Spotify is legally not a music pirate because the artists are compensated (albeit at a historically smaller rate compared to vinyl times) through advertising and premium subscription revenues.
Music piracy is on the decline because of innovations in the music industry such as Spotify in lieu of formal legislation aimed at addressing the crisis.
Financial institutions have faced a crisis more tangible than the music industry’s, namely the 2007-2008 global financial crisis.
If the invention of MP3s was the driving force behind calls for legislation to combat the music industry crisis, loose regulation of synthetic investments and subsequent loose lending policies were cited as the trigger for the financial crisis.
The goal of the Dodd-Frank Act, passed in 2010, was to better regulate financial markets in the hope that a similar financial crisis could be avoided in the future.
Similar to SOPA, the Dodd-Frank Act has not been without its share of controversy and criticism.
Complying with the regulations set forth in the behemoth 848 page Act has been a burdensome and costly activity for most financial firms.
Smaller community banks are feeling the burden most – already struggling since the early 1980s – as they lack the resources and capital for digesting the mountains of compliance tasks and obligations.

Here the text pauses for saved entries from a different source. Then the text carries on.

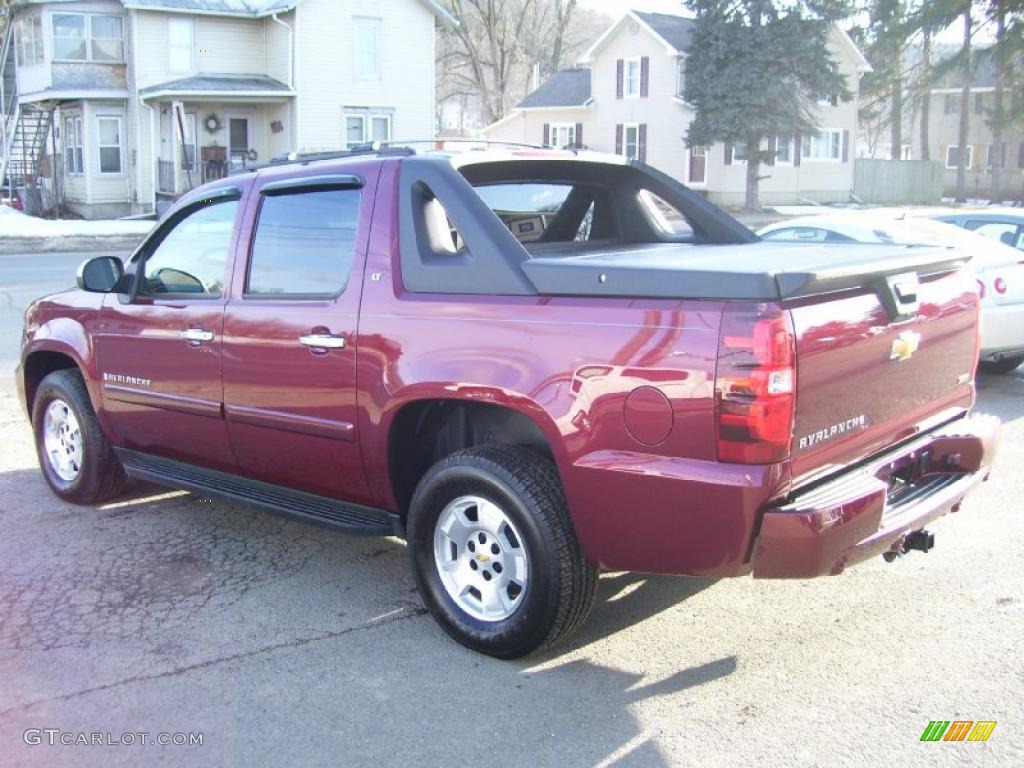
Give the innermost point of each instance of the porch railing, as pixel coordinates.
(198, 171)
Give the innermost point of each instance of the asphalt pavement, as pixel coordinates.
(287, 644)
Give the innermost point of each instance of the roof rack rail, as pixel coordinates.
(375, 147)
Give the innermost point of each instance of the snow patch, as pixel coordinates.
(16, 224)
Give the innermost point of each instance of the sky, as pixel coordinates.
(615, 8)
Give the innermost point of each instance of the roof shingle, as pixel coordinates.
(564, 88)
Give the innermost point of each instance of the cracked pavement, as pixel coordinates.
(290, 644)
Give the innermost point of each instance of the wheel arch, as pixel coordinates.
(423, 430)
(44, 360)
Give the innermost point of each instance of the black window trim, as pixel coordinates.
(302, 185)
(142, 253)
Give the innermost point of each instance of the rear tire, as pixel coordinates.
(495, 554)
(1004, 366)
(77, 461)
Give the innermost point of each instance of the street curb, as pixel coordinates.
(83, 243)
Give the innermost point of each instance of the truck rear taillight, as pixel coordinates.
(755, 385)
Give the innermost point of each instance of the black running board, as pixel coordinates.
(351, 518)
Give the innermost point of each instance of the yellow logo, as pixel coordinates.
(904, 346)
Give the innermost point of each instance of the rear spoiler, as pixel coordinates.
(756, 271)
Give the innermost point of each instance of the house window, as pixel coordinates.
(109, 143)
(368, 48)
(783, 152)
(952, 156)
(188, 142)
(739, 153)
(363, 127)
(70, 43)
(562, 135)
(180, 48)
(29, 47)
(631, 140)
(991, 155)
(107, 38)
(88, 37)
(631, 77)
(826, 146)
(73, 145)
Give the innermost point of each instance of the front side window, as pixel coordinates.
(69, 37)
(562, 134)
(1005, 232)
(29, 46)
(192, 258)
(367, 48)
(826, 145)
(73, 145)
(631, 80)
(109, 143)
(179, 45)
(304, 244)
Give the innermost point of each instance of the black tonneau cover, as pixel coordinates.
(752, 271)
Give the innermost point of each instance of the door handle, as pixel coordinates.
(196, 335)
(323, 341)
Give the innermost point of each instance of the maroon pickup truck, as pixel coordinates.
(531, 365)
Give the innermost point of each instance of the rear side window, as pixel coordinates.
(304, 244)
(192, 257)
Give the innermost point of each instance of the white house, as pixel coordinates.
(626, 97)
(142, 99)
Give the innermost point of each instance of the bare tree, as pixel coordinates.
(967, 74)
(492, 54)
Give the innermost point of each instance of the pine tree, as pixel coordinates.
(755, 71)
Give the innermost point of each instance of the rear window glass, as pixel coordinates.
(304, 243)
(536, 211)
(665, 217)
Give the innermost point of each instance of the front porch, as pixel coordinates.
(205, 128)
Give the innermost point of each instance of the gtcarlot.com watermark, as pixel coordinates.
(55, 736)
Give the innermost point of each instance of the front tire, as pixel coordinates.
(77, 461)
(1003, 366)
(494, 552)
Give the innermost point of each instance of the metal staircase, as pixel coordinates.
(8, 95)
(24, 128)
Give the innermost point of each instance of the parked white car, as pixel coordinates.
(999, 268)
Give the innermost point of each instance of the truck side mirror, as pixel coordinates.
(101, 274)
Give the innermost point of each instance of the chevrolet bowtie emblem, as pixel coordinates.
(905, 345)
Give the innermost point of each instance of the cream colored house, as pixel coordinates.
(139, 100)
(943, 133)
(626, 97)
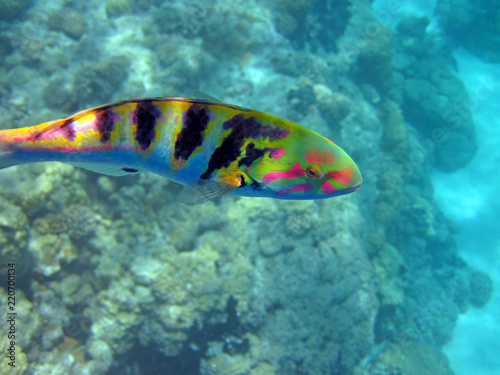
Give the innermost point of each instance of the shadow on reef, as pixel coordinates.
(149, 360)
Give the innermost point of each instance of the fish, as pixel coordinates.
(211, 148)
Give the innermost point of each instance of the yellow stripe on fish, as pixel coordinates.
(211, 148)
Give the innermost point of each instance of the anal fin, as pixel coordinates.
(107, 169)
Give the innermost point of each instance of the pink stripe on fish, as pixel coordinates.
(328, 188)
(294, 172)
(343, 175)
(297, 188)
(277, 153)
(318, 157)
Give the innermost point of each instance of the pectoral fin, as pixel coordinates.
(206, 190)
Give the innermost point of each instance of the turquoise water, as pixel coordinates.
(114, 276)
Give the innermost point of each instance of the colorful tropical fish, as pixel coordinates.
(211, 148)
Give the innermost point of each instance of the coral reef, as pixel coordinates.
(13, 9)
(433, 98)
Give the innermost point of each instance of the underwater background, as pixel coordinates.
(115, 277)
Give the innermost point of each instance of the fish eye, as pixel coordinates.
(312, 173)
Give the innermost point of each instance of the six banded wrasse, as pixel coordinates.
(211, 148)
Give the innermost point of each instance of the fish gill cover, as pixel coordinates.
(114, 276)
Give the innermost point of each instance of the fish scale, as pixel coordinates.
(211, 148)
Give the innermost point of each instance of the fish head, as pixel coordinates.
(307, 166)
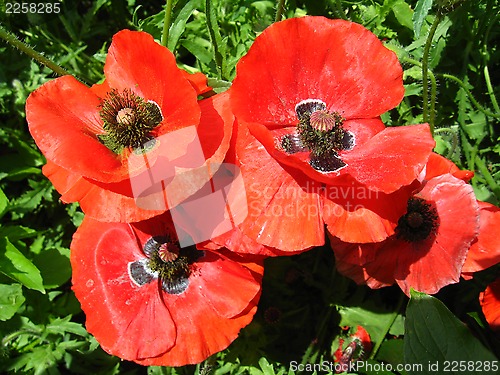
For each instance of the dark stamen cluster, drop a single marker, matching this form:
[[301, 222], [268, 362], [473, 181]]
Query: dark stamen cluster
[[321, 133], [128, 120], [420, 221]]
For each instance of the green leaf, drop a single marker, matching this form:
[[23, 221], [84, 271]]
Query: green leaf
[[54, 266], [11, 298], [16, 266], [434, 335], [421, 10]]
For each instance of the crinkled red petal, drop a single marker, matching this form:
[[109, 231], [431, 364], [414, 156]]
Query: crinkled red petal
[[490, 304], [339, 62], [485, 251], [280, 202]]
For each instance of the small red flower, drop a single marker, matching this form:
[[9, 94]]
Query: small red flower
[[148, 300], [485, 250], [312, 118], [430, 243], [101, 141], [352, 349], [490, 303]]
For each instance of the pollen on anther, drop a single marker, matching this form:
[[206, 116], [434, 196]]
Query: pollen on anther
[[323, 120]]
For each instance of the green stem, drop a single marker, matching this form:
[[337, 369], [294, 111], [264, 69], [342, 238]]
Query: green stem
[[491, 93], [279, 10], [338, 10], [471, 97], [214, 36], [386, 331], [432, 78], [23, 47], [425, 74], [166, 23]]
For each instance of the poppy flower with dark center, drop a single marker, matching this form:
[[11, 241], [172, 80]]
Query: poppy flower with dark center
[[485, 250], [430, 243], [322, 85], [490, 304], [309, 131], [148, 300], [104, 141]]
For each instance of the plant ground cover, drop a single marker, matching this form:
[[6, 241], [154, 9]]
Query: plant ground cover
[[450, 55]]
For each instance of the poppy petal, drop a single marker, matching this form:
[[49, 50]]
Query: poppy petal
[[128, 320], [485, 251], [98, 201], [360, 215]]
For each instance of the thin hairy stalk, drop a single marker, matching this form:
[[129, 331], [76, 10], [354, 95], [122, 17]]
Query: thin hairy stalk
[[23, 47], [491, 93], [166, 23], [469, 94], [431, 77], [337, 9], [425, 74], [454, 140], [279, 10]]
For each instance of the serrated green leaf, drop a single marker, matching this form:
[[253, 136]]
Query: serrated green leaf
[[421, 10], [434, 335], [11, 298], [54, 267], [16, 266]]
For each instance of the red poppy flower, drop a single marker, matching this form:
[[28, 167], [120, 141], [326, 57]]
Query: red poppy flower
[[430, 243], [312, 117], [101, 142], [485, 250], [316, 107], [152, 302], [490, 303]]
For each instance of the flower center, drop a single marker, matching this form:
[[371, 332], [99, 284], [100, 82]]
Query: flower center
[[420, 221], [166, 262], [321, 133], [128, 120]]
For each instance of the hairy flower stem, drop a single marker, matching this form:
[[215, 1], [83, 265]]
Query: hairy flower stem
[[215, 37], [471, 97], [428, 115], [337, 9], [431, 77], [279, 10], [166, 23], [23, 47]]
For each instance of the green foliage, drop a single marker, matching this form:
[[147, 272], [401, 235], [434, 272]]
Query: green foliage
[[41, 323]]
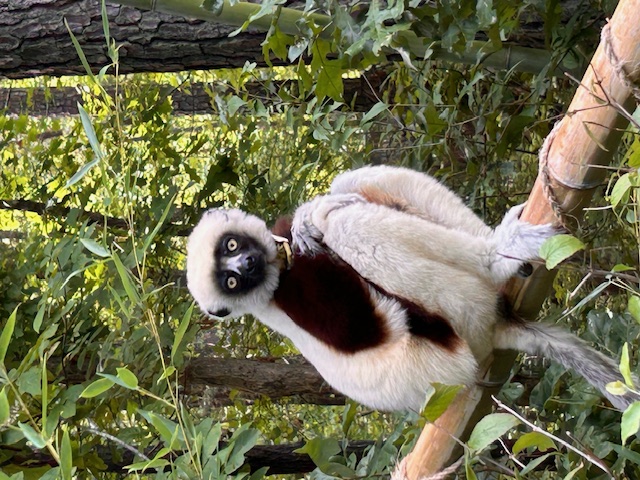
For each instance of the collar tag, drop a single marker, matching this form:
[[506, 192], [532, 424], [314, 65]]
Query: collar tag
[[284, 251]]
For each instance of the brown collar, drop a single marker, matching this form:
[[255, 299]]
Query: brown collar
[[284, 251]]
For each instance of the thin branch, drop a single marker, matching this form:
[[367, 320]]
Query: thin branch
[[590, 458]]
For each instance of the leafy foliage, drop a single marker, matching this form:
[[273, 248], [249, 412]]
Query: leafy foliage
[[96, 322]]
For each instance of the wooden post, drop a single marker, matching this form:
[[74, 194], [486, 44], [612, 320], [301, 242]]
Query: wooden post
[[588, 135]]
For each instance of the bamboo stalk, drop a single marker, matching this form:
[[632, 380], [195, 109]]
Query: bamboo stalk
[[523, 59], [587, 136]]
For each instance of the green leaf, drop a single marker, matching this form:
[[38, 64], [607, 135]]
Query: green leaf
[[30, 382], [91, 133], [82, 171], [37, 322], [321, 450], [374, 112], [625, 369], [620, 191], [95, 248], [155, 463], [182, 328], [128, 378], [5, 408], [440, 401], [242, 443], [212, 440], [31, 435], [165, 427], [491, 428], [234, 104], [634, 307], [66, 456], [132, 293], [152, 235], [630, 423], [7, 332], [616, 388], [558, 248], [533, 439], [170, 370], [97, 387]]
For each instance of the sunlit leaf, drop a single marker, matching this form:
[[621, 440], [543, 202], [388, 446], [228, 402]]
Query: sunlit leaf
[[31, 435], [558, 248], [634, 307], [625, 368], [128, 378], [182, 328], [630, 423], [538, 440], [7, 332], [5, 408], [489, 429], [66, 456], [95, 248], [97, 387]]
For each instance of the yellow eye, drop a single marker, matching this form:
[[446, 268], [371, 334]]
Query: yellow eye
[[232, 244]]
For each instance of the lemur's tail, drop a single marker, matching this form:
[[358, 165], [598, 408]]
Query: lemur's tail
[[568, 350]]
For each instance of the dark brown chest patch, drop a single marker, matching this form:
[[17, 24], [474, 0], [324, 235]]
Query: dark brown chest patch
[[425, 324], [328, 299]]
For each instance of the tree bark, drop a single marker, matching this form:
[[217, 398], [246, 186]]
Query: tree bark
[[196, 101], [587, 137], [260, 377], [254, 377], [34, 40]]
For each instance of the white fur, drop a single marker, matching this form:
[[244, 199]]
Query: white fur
[[417, 240]]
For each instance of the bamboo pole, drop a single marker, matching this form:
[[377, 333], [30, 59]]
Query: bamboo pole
[[587, 136], [523, 59]]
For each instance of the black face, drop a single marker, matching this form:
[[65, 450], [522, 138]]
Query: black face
[[240, 263]]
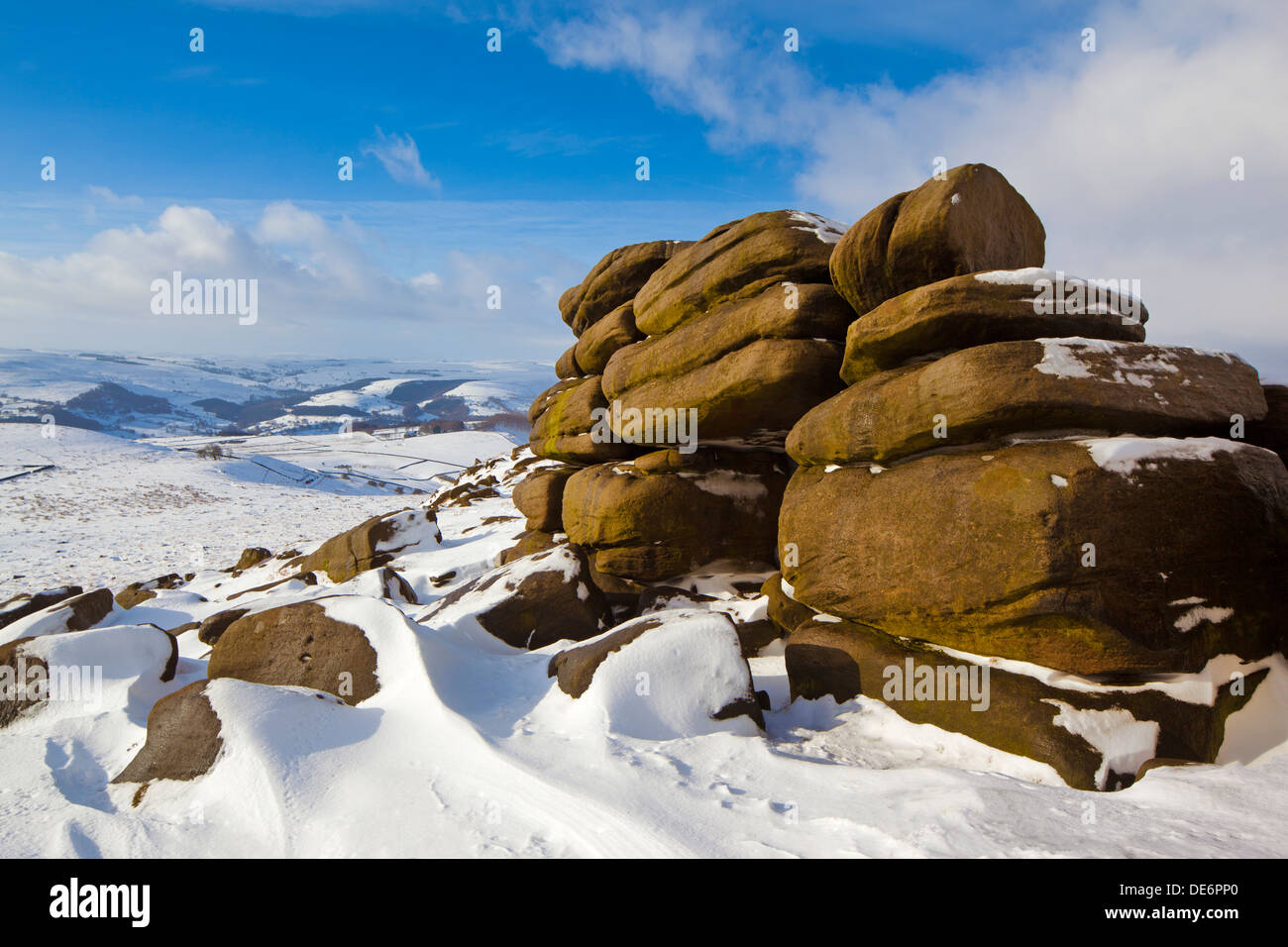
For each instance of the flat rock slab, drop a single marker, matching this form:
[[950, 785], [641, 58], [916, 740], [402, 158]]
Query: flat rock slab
[[984, 393]]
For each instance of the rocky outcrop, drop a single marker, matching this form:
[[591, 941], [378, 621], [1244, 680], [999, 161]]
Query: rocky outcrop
[[982, 308], [373, 544], [22, 605], [966, 222], [1013, 474], [1095, 737], [613, 281], [184, 738], [297, 646], [666, 513], [529, 602], [1109, 556], [980, 394]]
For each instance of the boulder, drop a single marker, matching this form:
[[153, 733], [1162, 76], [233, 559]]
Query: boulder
[[183, 738], [372, 544], [24, 604], [540, 497], [782, 608], [134, 592], [563, 427], [16, 692], [1106, 556], [75, 613], [692, 663], [666, 513], [566, 367], [978, 309], [984, 393], [603, 339], [735, 261], [532, 602], [214, 626], [614, 279], [253, 556], [1271, 431], [1094, 737], [970, 221], [297, 646], [748, 368]]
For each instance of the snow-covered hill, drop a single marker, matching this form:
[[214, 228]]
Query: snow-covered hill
[[469, 748], [174, 395]]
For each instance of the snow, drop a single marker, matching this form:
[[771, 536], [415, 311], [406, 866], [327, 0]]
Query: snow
[[1125, 454], [471, 749], [1122, 741], [824, 228]]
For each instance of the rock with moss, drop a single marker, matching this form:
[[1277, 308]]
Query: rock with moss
[[967, 221], [982, 308], [1095, 736], [1102, 556], [982, 394], [668, 513]]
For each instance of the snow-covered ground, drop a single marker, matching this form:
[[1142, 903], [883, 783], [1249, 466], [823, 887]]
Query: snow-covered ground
[[112, 512], [469, 748]]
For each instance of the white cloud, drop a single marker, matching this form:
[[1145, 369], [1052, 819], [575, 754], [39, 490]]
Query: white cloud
[[400, 158], [1124, 153], [318, 291]]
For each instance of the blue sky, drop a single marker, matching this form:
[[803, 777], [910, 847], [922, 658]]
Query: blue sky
[[518, 167]]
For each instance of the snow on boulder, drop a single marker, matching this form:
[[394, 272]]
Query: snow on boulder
[[1095, 736], [22, 605], [303, 646], [990, 392], [183, 738], [82, 672], [678, 673], [970, 309], [372, 544], [76, 613], [531, 602], [966, 221]]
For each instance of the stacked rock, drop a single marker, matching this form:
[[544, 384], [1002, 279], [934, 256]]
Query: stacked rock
[[692, 364], [1016, 487]]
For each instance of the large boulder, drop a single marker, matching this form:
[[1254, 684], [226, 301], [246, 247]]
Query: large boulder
[[1271, 431], [184, 738], [529, 602], [988, 392], [967, 222], [565, 424], [1107, 556], [373, 544], [300, 646], [601, 341], [666, 513], [735, 261], [1094, 737], [982, 308], [614, 279], [750, 368], [539, 496]]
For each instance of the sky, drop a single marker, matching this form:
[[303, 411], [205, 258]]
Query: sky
[[516, 169]]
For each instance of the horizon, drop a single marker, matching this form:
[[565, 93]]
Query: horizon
[[516, 169]]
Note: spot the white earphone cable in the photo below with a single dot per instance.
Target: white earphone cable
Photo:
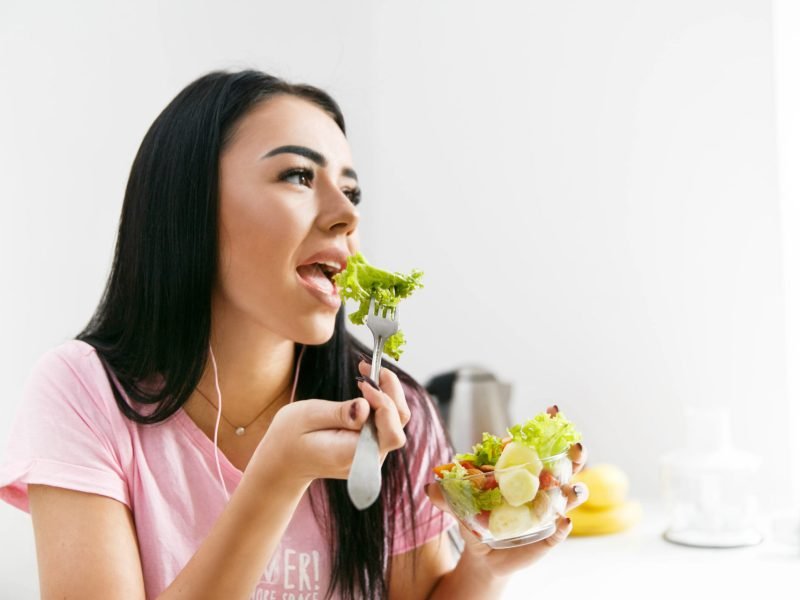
(216, 426)
(219, 411)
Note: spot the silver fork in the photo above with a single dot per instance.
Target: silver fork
(364, 480)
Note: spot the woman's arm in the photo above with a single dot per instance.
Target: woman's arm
(73, 530)
(86, 544)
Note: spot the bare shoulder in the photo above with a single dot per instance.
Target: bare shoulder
(85, 545)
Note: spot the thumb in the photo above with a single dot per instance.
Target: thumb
(325, 414)
(436, 497)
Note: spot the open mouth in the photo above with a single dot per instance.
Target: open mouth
(319, 275)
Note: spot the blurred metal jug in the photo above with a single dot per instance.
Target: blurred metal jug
(479, 403)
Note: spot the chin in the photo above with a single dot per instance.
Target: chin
(318, 331)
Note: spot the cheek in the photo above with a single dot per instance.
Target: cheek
(353, 243)
(257, 246)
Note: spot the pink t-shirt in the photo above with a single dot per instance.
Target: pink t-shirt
(70, 433)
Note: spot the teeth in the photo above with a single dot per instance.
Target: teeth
(330, 264)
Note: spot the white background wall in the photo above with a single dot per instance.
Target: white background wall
(591, 188)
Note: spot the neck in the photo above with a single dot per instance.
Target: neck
(255, 367)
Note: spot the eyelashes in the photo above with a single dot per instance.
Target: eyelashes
(305, 177)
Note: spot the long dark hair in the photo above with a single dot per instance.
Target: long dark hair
(154, 319)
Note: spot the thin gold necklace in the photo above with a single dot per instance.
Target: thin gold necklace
(240, 430)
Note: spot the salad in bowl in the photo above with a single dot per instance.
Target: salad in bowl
(507, 491)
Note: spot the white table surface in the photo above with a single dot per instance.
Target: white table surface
(640, 564)
(637, 564)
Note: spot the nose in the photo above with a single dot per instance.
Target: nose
(337, 212)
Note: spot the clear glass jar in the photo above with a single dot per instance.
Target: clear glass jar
(709, 487)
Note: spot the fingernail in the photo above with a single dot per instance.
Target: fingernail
(361, 378)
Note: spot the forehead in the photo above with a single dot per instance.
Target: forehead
(288, 120)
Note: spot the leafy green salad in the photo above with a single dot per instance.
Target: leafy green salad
(505, 484)
(360, 281)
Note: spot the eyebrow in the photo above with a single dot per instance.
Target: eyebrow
(310, 154)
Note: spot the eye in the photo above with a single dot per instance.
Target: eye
(354, 195)
(298, 176)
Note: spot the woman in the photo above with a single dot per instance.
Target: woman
(162, 454)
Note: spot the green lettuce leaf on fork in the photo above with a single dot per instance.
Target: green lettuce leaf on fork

Detractors say the Volcker Rule, which limits bank ownership of hedge funds and the amount of speculative assets they engage in, is counterproductively creating more inefficiency in the market and fueling more shadow banking.
More information on derivative markets has become available but it is still unclear how useful the information actually is.
The effects of the Dodd-Frank Act may be too early to tell but what is apparent is that there has been pushback from advisors and other participants within the financial industry over the new legislation.
The crisis of 2008 taught policy makers that the financial sector clearly needed better regulation.
But does the Dodd-Frank act solve that problem? If the detractors are right, Dodd-Frank is a worthwhile but ultimately meager attempt at resolving a problem that still exists in the financial sector.
Market innovation to combat the crisis, previously seen in the music industry, may be a solution for financial markets.
Although, while vinyl may be making a return in the music industry, the future in the investment arena is more likely to be driven by tech innovation, through developments such as robo-advice and smart beta, rather than a return of things past such as insurance salesmen going door-to-door and selling commission laden products to unsuspecting families!